If Walsh meant that you don’t have a right to force other people to buy products for you, or that governmental coercion is a poor means of providing you with products, he phrased this sentence quite oddly. If, as he wrote, he meant to deny a right pertaining to a product, then he’s implying a questionable theory of rights.
What if a product can be provided to you without governmental coercion? Do you then have a right to the product? If so, what is the basis of that right? It can’t be your need for it or the possibility of satisfying it, because those conditions can be present where there’s governmental coercion.
With or without governmental coercion, you need water, food, clothing, shelter, and other life necessities, but according to Walsh, you don’t have a right to these goods if the government has to coerce someone into providing them to you. Your need for them and their availability to you do not establish your right to them. Or if either or both of these conditions do establish a right, the right vanishes under the condition that it must be provided to you through governmental coercion. Is your right to basic human needs so relative?
In general conservatives and libertarians hold what I'll call a negative view of rights rather than a positive view of rights.
Thus, the right to free exercise of religion is a right to be able to practice your religion just as you would have were there no other party to show up and order you around.

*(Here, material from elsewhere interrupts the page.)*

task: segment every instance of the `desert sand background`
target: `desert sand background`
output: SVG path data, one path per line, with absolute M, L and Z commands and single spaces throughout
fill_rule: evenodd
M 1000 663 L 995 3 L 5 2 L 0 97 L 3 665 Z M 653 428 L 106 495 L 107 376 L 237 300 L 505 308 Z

The right to free speech is the right to say what you think to the same extent that you could were there no one to show up and order you not to. The right to free association is the right to form communities and groups in the same way you could were there not some bigger and badder group to show up and order you not to. The right to private property is the right to hold on to that which you make yourself or gain through free exchange with others -- just as if there were not someone else to show up and take it from you.
In other words, this view of rights holds that the state should not force itself into all aspects of your life. It should restrain itself from interfering in certain areas. In this sense, it applies to the state in a special way that it doesn't apply to others. So, for instance, the right to free speech means that you can express yourself in your own venue without being forcibly shut up, but it doesn't mean that some other private third party (say, a newspaper) is required to print your opinions. It just means that the state can't arrest you for speaking your mind, or show up and confiscate your printing press because they don't like what you printed.

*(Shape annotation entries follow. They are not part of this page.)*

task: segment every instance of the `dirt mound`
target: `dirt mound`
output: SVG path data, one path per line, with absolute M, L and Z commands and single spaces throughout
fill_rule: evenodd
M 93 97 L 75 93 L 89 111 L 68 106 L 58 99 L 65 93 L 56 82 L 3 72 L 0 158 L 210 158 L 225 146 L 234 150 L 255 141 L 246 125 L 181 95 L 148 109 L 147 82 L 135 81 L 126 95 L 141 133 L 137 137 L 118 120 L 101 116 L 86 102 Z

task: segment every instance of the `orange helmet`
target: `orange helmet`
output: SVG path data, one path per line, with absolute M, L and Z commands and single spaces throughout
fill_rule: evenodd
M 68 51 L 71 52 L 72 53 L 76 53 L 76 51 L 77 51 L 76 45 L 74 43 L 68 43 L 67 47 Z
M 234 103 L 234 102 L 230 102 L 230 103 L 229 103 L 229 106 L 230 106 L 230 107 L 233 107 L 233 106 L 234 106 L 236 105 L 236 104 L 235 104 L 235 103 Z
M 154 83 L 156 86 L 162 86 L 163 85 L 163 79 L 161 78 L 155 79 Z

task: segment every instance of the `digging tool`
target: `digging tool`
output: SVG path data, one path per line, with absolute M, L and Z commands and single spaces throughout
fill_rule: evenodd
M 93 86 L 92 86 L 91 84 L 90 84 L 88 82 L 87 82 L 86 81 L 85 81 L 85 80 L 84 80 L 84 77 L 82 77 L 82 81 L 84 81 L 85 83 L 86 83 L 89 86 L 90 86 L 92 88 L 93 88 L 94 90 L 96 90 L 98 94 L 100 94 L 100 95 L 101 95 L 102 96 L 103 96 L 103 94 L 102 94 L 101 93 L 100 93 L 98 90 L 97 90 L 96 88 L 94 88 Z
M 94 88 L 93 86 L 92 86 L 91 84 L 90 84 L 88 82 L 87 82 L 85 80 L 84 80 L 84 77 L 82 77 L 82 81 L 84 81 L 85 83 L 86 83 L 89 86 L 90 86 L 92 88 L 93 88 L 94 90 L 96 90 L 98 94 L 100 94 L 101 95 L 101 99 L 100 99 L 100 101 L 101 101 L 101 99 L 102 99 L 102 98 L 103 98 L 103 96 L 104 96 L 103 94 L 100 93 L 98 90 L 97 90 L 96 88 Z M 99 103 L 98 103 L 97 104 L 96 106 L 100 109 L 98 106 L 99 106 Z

Now, given that, it doesn't make much sense to talk about a "right to food" or a "right to water" or a "right to shelter" -- except to the extent that it is wrong for the state to show up and take away your food, your water, or your shelter. Someone holding to this negative vision of rights might hold that you have a right to pursue food, water and shelter (or separately that you have a moral duty to provide food, water and shelter to those around you who are in need of it but don't have the ability to provide it to themselves) but they wouldn't argue it's a right because it's not something you naturally have. If there's a famine and there is no food to be had, saying "I have a right to food!" won't make your plate fill. However, even if there's a famine and you're in the midst of dying, you can still say what's on your mind unless some other person shows up and tries to stop you.
The view of rights which produces a "right to food" or a "right to shelter" isn't based on the idea of "what dignities does a person naturally have unless someone shows up to take them away" but rather on "what things should the state commit to providing to its citizens." It is, I'd argue, a somewhat later vision of rights: a mid 19th century one rather than a late 18th century one. Which is perhaps why this positive view of rights (the right to something) is far more common in Europe, in which the major democracies date to the late 19th or the 20th century, while the earlier negative view of rights is more common among US conservatives who date their formative influence to the American Revolution.